Ferrari, 59, from Westchester County, just north of the accident site, worked weekends in Manhattan performing building maintenance to put his daughter through college.

He had lived in the hamlet of Montrose for a decade, sharing a house with his wife, Francine, and daughter Rebecca, who is in her early 20s.

“He was a loving, hardworking husband and father, going to his job in New York City early on a Sunday,” said Linda Puglisi, the supervisor for the town of Cortlandt, which includes Montrose.

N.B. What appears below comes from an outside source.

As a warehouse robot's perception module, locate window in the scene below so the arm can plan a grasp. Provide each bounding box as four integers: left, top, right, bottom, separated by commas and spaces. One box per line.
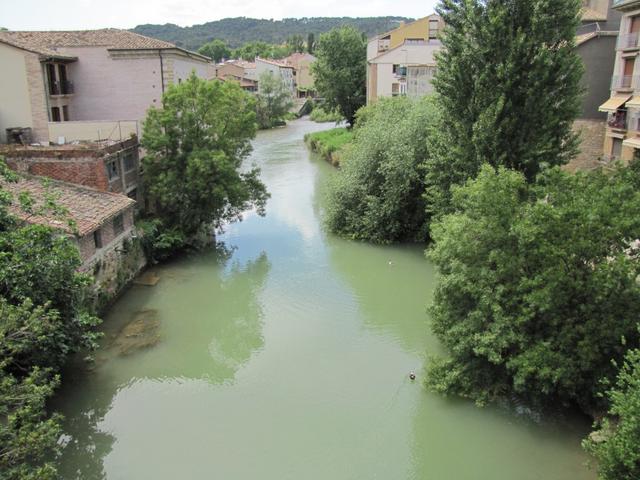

Lovell, 58, was a father of four married to a local town councilwoman, lived by a Putnam County lake, enjoying fishing, kayaking, windsurfing and hiking. The sound and lighting expert made the 90-minute train trip from Cold Spring, N.Y., each time he accepted jobs on various productions including work on NBC’s “Today Show” for the past 20 years, said Don Nash, the show’s executive producer.

“He was a very happy-go-lucky kind of guy,” Nash said. “He would always greet you with a big smile, a pat on the back and a handshake, and he’d ask you about your life, what was going on. He had an extremely positive outlook; I never heard him utter a negative word, ever.”


Smith, 54, was on a New York City visit to hear her 45-year-old sister Linda sing. She died after being thrown out of the train, authorities said. Her sister survived with only bruises.

“They were extraordinarily close, devoted to each other,” said their uncle, Charles Hahn, adding that neither married.

She was born and lived in Newburgh, a city about 60 miles north of New York. She worked as a paralegal and her life was filled with a flurry of meaningful activities in her free time.

She mentored troubled children and volunteered as an assistant chaplain with the fire department.

“She was a quiet, happy person,” said Hahn.